The little bit of information I can give you about ducks is that on March 5th I found a mallards nest on Cowbit Wash with 3 eggs in it, also, two or three species in my collection have mated up. I also have been watching a swan at Market Deeping mill, she has completed her nest and is now sitting tight.”
Ken Burton March 1967.
In July 1967 Ken wrote this:
“ This week I am going to write about the very high mortality rate of birds and animals on the roads. On my job I travel early and far. This particular journey that I made, a count was made between Spalding to Stoke via Nottingham and Matlock, total miles were 402. I started about 5a.m. It was quite a nice morning. The first victims were two moor hens and one blackbird, that was in the first 10 miles. The first animal was a sow badger near Threekingham cross-roads, then two hedgehogs, as I got out of Lincolnshire into Derbyshire the trend seemed to change a little, more sparrows, one skylark, a brown linnet and of course blackbirds. Blackbirds and moor hens always seem to fly into a moving vehicle instead of away from it.
I would not have enough space to mention all the victims so I will give you the count I made in 402 miles: 4 Moorhens, 1 dog, 9 blackbirds, 1 Skylark, 3 tame pigeons, 2 woodpigeons, 2 cats, 2 badgers, 1 brown linnet, 5 pheasants, 11 sparrows, 3 hedgehogs.”
Ken Burton July 1967.
In 2008 I made a similar note of road kill with no hedgehogs, of notable increase were badgers, roe deer and muntjac with blackbirds and woodpigeons also dominant victims. Nowadays people can report roadkill onto a central database via Twitter, providing a wider record for the future.
Anyone visiting Ken’s house would turn into a driveway made up of stone and broken clay pigeons that had been picked up from the many shoots he run for charity to an area of ponds and mud inhabited by various wildfowl that he bred. He was a keen countryman that went everywhere in a large Volvo estate car. He once rolled the car onto its side driving off road, only to get it pushed upright and continue on his way. It is with much amusement he told me once that he had been deer stalking in Scotland when the gamekeeper he was with encountered an injured deer stood before him. The gamekeeper got out his vehicle grabbed the deer by the antlers and wrestled it to the ground before despatching it. A while late Ken was by himself when he encountered a similar wounded deer by the side of the road. He therefore ventured to do the same, unfortunately not accounting for the fact he was both shorter and lighter than the Scottish gamekeeper the deer stood up with Ken holding the antlers lifting him off the ground before starting to run off with Ken hanging on for dear life! Sadly Ken passed away whilst driving in 2009. The following gives an insight into his observations of ducks made in 1967:
“This month I would like to give you my observation of the duck breeding and rearing in this area.

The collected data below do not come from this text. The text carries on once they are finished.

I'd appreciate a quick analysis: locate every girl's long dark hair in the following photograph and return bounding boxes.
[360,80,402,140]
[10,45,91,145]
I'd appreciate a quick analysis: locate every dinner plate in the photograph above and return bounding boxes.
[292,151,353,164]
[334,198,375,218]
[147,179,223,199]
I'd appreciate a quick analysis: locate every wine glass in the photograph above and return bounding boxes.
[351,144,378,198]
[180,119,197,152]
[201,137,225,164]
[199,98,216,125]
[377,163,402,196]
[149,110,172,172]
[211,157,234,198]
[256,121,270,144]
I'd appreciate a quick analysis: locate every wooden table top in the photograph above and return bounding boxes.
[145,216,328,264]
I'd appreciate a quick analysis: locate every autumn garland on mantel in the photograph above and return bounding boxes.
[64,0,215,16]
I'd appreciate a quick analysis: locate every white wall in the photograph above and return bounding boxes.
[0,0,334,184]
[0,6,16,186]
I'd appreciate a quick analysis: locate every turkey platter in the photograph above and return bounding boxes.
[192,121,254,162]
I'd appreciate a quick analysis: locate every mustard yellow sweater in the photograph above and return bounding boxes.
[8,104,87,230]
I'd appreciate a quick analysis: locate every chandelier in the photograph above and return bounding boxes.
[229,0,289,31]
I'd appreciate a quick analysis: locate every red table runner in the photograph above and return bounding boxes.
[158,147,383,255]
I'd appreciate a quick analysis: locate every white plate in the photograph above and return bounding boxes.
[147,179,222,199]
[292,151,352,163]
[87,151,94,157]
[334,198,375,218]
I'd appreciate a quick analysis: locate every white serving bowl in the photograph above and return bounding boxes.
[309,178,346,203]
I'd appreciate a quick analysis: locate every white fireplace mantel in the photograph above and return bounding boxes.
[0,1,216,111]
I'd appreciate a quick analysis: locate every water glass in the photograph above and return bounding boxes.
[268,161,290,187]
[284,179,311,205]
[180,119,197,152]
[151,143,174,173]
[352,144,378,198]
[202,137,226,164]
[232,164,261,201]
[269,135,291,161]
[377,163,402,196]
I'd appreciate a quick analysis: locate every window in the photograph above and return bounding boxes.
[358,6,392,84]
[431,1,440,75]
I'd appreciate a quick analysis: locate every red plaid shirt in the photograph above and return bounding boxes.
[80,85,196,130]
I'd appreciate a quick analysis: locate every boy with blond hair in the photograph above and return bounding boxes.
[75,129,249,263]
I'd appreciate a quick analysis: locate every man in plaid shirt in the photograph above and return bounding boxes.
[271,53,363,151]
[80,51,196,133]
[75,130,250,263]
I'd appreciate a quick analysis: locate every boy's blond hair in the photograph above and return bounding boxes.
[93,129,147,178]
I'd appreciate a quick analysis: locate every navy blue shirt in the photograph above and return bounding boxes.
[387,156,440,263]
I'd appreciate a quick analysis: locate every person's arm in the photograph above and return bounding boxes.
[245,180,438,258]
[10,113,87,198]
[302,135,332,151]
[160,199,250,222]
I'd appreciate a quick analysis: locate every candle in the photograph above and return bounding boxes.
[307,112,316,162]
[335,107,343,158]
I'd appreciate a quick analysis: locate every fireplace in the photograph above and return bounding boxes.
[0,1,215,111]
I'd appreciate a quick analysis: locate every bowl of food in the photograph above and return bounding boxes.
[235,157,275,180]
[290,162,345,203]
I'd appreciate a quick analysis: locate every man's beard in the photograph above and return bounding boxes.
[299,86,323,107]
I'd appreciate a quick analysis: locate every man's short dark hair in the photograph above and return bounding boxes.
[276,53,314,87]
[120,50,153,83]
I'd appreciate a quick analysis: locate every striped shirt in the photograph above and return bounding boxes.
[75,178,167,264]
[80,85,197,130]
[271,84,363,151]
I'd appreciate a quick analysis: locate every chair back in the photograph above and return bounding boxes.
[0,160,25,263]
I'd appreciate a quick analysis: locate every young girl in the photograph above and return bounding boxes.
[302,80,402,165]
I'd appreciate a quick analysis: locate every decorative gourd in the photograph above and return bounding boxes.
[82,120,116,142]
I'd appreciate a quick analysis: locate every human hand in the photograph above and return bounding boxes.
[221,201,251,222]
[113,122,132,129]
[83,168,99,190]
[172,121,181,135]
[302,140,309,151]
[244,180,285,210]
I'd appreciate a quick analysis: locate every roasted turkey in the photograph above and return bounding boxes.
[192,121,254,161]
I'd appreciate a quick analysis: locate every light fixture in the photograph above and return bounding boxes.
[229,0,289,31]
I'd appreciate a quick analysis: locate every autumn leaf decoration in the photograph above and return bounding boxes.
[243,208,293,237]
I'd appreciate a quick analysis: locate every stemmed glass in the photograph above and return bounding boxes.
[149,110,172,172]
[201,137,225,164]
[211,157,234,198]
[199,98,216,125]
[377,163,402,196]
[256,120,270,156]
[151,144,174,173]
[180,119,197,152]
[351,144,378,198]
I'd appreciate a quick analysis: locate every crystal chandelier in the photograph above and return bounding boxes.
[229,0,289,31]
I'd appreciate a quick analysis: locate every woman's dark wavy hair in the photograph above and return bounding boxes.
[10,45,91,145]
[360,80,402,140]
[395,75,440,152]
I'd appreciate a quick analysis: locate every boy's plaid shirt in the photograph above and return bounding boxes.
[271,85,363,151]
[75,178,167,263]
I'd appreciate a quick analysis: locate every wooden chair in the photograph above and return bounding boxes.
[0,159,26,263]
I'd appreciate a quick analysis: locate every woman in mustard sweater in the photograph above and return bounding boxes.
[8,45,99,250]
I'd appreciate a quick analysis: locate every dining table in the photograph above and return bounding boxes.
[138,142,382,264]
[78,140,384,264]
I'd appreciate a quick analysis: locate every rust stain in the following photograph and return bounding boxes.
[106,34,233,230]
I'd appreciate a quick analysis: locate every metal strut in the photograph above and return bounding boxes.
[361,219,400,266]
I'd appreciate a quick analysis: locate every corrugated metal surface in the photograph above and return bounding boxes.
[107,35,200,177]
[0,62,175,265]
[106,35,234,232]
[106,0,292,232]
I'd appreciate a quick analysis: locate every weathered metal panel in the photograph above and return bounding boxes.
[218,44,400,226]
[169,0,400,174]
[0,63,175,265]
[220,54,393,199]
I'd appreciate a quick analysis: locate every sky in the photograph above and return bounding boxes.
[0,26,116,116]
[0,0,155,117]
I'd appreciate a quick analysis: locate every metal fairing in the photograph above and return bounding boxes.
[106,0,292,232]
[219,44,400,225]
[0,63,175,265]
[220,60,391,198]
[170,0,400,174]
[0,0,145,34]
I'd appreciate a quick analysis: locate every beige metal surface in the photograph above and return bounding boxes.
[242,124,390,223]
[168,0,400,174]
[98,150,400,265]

The first lot of ducks that hatched started off fairly well but were soon reduced in numbers by two weeks of stormy weather, with gales and quite a lot of heavy rain. As I went round the Postland and Cowbit Wash area I found quite a lot of baby ducklings dead in the dykes. Bourne and the marsh area seemed to have faired a lot better with fours and sixes, but you will always get the odd exception.

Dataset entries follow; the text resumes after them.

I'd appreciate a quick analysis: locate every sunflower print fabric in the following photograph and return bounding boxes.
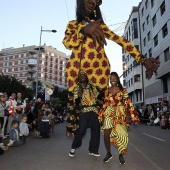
[98,88,139,154]
[63,20,143,92]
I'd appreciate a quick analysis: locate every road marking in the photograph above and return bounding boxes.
[130,142,163,170]
[142,133,166,142]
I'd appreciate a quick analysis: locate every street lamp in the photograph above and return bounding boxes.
[35,26,57,101]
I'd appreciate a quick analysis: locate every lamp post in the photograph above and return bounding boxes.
[35,26,57,101]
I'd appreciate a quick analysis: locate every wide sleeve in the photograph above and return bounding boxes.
[123,89,139,124]
[62,20,86,50]
[101,24,142,63]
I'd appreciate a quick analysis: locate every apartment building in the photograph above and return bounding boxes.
[122,5,144,106]
[0,45,68,88]
[139,0,170,105]
[123,0,170,106]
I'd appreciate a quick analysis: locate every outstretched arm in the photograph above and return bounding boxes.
[102,24,160,79]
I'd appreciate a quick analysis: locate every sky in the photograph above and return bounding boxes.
[0,0,142,78]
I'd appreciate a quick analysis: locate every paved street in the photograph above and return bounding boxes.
[0,122,170,170]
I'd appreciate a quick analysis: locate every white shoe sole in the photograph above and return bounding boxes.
[104,156,113,163]
[88,152,100,157]
[69,153,75,157]
[119,161,125,165]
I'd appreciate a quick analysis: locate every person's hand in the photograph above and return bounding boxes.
[83,19,107,46]
[143,58,160,79]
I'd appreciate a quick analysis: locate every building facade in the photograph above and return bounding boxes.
[123,0,170,106]
[122,5,144,106]
[0,45,68,88]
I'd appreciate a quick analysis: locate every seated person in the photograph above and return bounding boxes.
[39,111,52,138]
[7,120,23,147]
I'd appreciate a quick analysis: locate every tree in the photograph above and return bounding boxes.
[0,74,34,100]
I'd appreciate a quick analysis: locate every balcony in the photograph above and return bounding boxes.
[28,59,37,66]
[133,66,142,76]
[28,68,36,73]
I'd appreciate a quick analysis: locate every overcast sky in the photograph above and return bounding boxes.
[0,0,142,78]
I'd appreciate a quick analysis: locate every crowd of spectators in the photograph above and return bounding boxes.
[137,102,170,129]
[0,92,66,155]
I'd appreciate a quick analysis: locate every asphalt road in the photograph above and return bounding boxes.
[0,122,169,170]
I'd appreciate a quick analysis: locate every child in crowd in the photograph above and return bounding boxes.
[50,114,55,133]
[160,114,166,129]
[19,114,29,144]
[8,120,23,147]
[39,110,52,138]
[31,118,39,138]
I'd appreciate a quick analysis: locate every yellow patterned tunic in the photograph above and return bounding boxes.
[98,88,139,154]
[63,20,142,92]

Now the ducks that bred later or had second clutches came off quite well with eights and even elevens to a brood. With lots of hot weather which brought out the flies and the water weed the little ducks had everything in their favour. This week, 12th August I have seen a brood of eight ducklings I would say about two days old. I have also seen quite a number of tufted with large broods.
I am pleased to say that the duck releasing project by the Gleed School and the club on the river Welland has been very successful. There are 34 ducks now on the river and it is nice to see what a great interest they have caused. I don’t think they will bother to fly away because the majority of people in the district are spoiling them. Everyday there are people down there feeding them with bread. They are so tame that they will fee out of your hand.”